The number of sudden production losses – food shocks – is increasing. A new study led by researchers in Australia, Food production shocks across land and sea published in Nature Sustainability, shows that some regions and food sectors are more likely to suffer than others. In addition, several sectors and countries are today closely interconnected and therefore interdependent. Sweden has underdeveloped contingency planning for changes in food production and the heatwave summer of 2018 brought this question to the fore.
During the years 1961 – 2013, the planet suffered 226 sudden food production losses, or food shocks, in 134 different countries. Losses were spread across all sectors (crops, livestock, fisheries and aquaculture) with a higher frequency of losses in crops and livestock.
Globally, the frequency of crises is increasing and this applies in all sectors. The primary causes of food shocks are extreme weather and conflict, but causes vary between different sectors and regions. The implications are profound. Sub-Saharan and Middle Eastern conflicts combined with climate change are, for example, causing the first increases in world hunger in recent years.
Drought afflicts cultivation
Around half of global crop losses are caused by extreme weather changes, primarily droughts. Of all geographical areas, South Asia is the hardest hit and is over-represented in terms of both losses in crop and meat production. These two sectors are also closely linked through the production of animal feed.
Approximately 41 percent of livestock losses are caused by geopolitical changes such as conflicts and 23 percent by extreme weather changes.
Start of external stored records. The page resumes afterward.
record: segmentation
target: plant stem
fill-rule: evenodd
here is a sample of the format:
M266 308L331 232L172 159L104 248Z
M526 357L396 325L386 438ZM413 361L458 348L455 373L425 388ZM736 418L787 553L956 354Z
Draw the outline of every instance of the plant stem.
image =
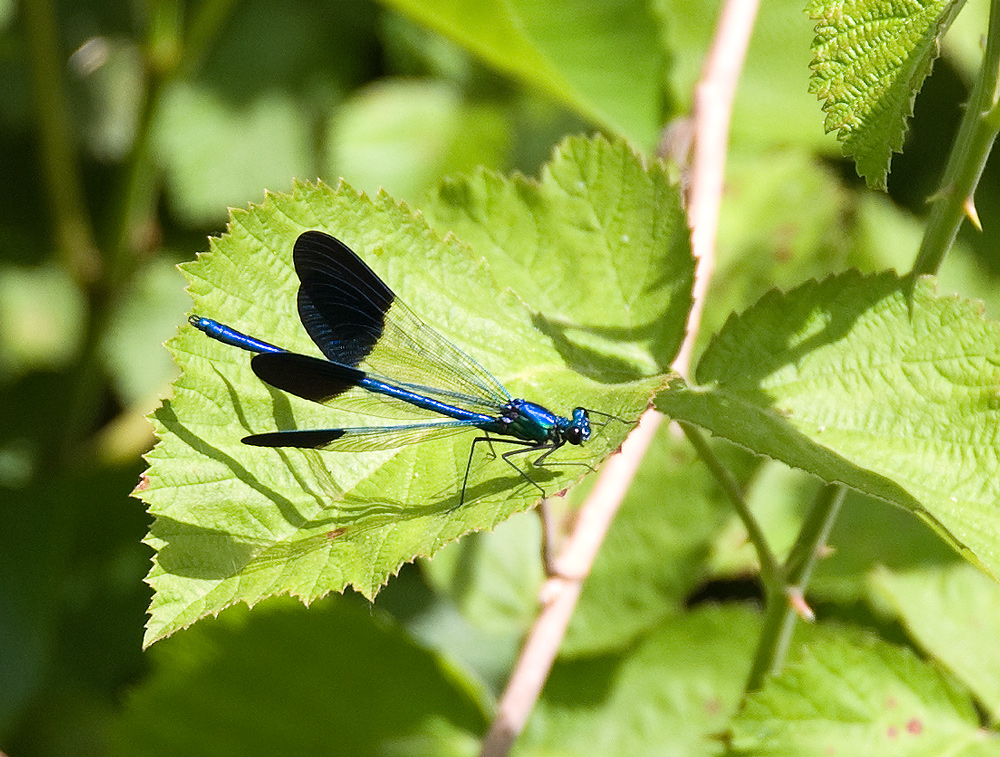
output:
M643 414L621 450L604 464L577 513L576 525L559 554L554 575L540 592L545 597L542 611L528 632L497 704L496 718L483 739L480 757L503 757L524 729L566 635L583 582L662 420L655 410Z
M58 440L56 455L60 460L79 454L82 440L91 432L97 419L104 380L101 345L111 325L115 304L137 265L136 259L130 255L129 231L139 215L138 209L148 208L153 199L148 186L151 175L148 151L161 81L159 77L151 76L147 82L132 149L116 188L116 199L102 244L106 250L104 271L89 291L87 328L74 371L76 379L68 401L64 431Z
M236 3L237 0L205 0L197 8L191 9L192 20L184 35L184 57L178 63L179 75L187 76L192 73L205 59Z
M804 593L846 494L847 488L840 484L827 484L820 489L799 530L788 560L779 571L781 580L771 584L765 581L767 611L757 654L747 680L747 692L759 689L765 677L778 671L784 664L799 615L790 600L793 596L801 597Z
M957 8L958 6L956 6ZM1000 131L1000 0L990 2L990 26L986 54L972 89L969 105L962 117L952 145L941 187L934 196L927 231L924 233L914 275L936 273L951 249L962 225L971 217L978 227L974 196L986 160Z
M232 5L231 0L215 0L202 6L197 25L199 58L213 33L221 28L223 17ZM82 256L80 250L96 251L97 245L82 201L79 170L66 126L70 120L65 107L61 110L57 107L64 98L58 80L51 0L32 0L25 4L25 13L34 19L29 27L37 27L31 35L32 49L38 60L35 88L38 92L46 176L56 212L60 247L69 251L65 253L67 259L78 260ZM104 382L101 345L111 324L115 304L140 262L134 255L132 230L146 220L150 209L155 207L150 141L161 95L167 82L178 74L182 66L184 71L189 72L195 65L182 54L181 20L181 4L177 0L158 0L150 4L145 45L147 80L139 121L132 149L121 170L110 215L103 224L100 239L100 249L104 253L102 265L91 265L86 269L93 274L84 287L88 318L80 356L72 371L74 381L66 399L64 428L53 439L55 448L46 451L62 462L67 462L71 456L81 456L81 449L84 449L82 442L97 420ZM96 252L93 256L96 260Z
M67 273L85 289L101 271L101 260L73 145L72 123L63 90L61 56L52 0L21 6L28 39L38 141L45 193L53 215L56 249Z
M743 521L743 527L747 530L747 537L757 551L757 559L760 562L761 580L764 582L764 585L777 586L781 581L781 568L778 565L778 560L775 558L774 552L771 551L771 546L767 543L767 537L764 535L763 529L757 523L757 519L743 498L743 493L740 491L736 479L733 478L733 475L726 469L719 458L715 456L715 452L712 451L711 446L709 446L708 441L699 428L686 421L677 421L677 425L684 431L684 435L687 436L688 441L691 442L702 462L708 466L715 480L722 487L726 496L729 497L729 501L732 503L733 509L736 510L736 514Z
M90 365L96 352L94 329L102 300L106 261L98 252L94 230L84 203L83 181L69 124L69 109L62 84L62 65L51 0L23 6L31 59L32 84L38 117L42 175L52 209L56 248L63 268L76 282L88 303L87 321L78 366L72 372L73 388L67 400L64 427L52 436L52 449L41 459L64 463L80 437L80 429L95 412L99 372ZM84 402L83 398L89 401ZM38 465L40 472L51 465Z

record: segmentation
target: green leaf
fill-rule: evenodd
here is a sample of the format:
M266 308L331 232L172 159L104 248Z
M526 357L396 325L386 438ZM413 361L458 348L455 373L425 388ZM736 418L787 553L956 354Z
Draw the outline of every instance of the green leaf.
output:
M642 147L660 127L663 56L637 0L385 0L490 65ZM628 82L628 86L623 86Z
M191 226L214 226L225 208L313 173L309 124L285 93L234 107L207 87L164 90L154 134L171 209ZM234 170L238 169L238 170Z
M772 292L669 415L924 517L1000 574L1000 330L974 303L857 273Z
M473 754L483 697L358 604L272 599L157 645L112 754Z
M759 626L746 609L703 607L620 655L558 660L513 754L721 754Z
M499 106L466 103L447 82L382 79L330 120L327 163L355 187L416 199L441 176L501 164L509 131Z
M538 182L449 179L423 210L504 271L575 370L623 381L669 369L691 307L690 232L676 187L623 142L568 139Z
M903 149L913 100L963 0L814 0L817 21L809 90L824 127L868 186L885 189L889 159Z
M971 565L896 573L874 583L921 648L1000 717L1000 586Z
M908 649L837 637L795 656L736 717L736 754L996 754L968 700Z
M291 195L272 195L259 207L235 212L211 252L185 266L195 312L318 354L296 313L291 249L305 229L333 232L515 396L563 412L583 405L625 419L598 425L586 445L553 456L553 462L596 467L662 381L650 377L652 370L643 375L612 368L637 356L635 362L657 365L643 345L656 345L663 357L676 351L693 264L686 245L654 244L664 228L677 238L687 235L676 193L650 195L647 183L634 180L638 171L665 182L658 166L641 168L624 144L602 140L568 141L553 165L568 171L581 160L575 175L602 168L594 173L596 186L554 187L551 175L540 184L496 178L500 185L532 188L538 202L551 205L546 215L559 219L539 246L511 223L525 216L531 193L507 193L489 218L510 255L475 240L471 247L455 236L442 240L388 196L372 201L344 184L336 190L298 185ZM629 209L630 234L617 224L581 226L589 202L615 194L600 180L617 191L612 209ZM606 212L593 205L589 220L596 224ZM603 242L595 244L597 238ZM687 289L662 277L656 269L661 263L680 271ZM539 297L545 291L540 284L521 297L520 284L535 270L544 272L540 281L552 291L577 286L572 302L550 308ZM636 271L645 273L639 278ZM583 273L595 276L590 289ZM685 306L671 306L672 298ZM649 310L654 305L679 322L661 323L659 311ZM578 330L597 336L581 346ZM173 398L153 416L160 441L138 492L156 516L148 539L157 555L148 579L155 595L147 643L237 601L291 593L308 602L347 585L372 597L404 562L492 528L538 499L535 487L484 454L474 459L465 506L456 510L471 432L364 454L245 446L239 440L248 432L380 421L271 390L253 375L248 353L193 328L182 329L170 346L182 375ZM553 465L531 475L552 493L582 478L581 469Z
Overfishing creates major losses
Nearly half of fish production losses globally are caused by poor management of resources. In other words, overfishing. In general, the causes of food shocks in the production of seafood (aquaculture and fishing combined) are more varied than for land-based production. South America suffers the highest shock frequency. An important factor behind sudden losses of production in aquaculture is outbreaks of disease.
Sara Hornborg conducts research on sustainable seafood production at RISE. She is co-author of the article Food production shocks across land and sea.
– The results reported in the article are relevant in different ways for different countries. Sweden is a rich but importdependent country and has weak contingency planning for crises in the global food production system. It’s difficult today to establish responsible domestic food production when it’s so cheap to import, says Sara Hornborg.
Food crises create price wars
In a food crisis the price of products increases sharply, and it is currently uncertain who will be best positioned to pay and how tariffs might affect the present global food system. In order to be better equipped for future food crises, domestic food production needs to be boosted.
– We need to reduce import dependence and work with the entire food chain on several levels, says Sara Hornborg. We need to review the economic conditions for responsible water consumption and agricultural production in Sweden and reduce overfishing in our waters. There are also fish species that we hardly ever eat today, such as lake carp, for example. And we should utilise more than just fish fillets. Product development is also needed for improved resource management such as more sustainable and tasty alternatives to meat, based on indigenous vegetables.
The record hot summer of 2018 hit Sweden's farmers hard with both a large proportion of lost harvests and the forced slaughter of animals.
– Summer 2018 was an eyeopener for both the general public and for producers and we don’t know how the coming years will look. Sweden has no stockpiles so if we have problems importing food it will be noticeable within a week. This can be compared with countries such as Finland, which has a contingency stockpile to cope for around half a year, concludes Sara Hornborg.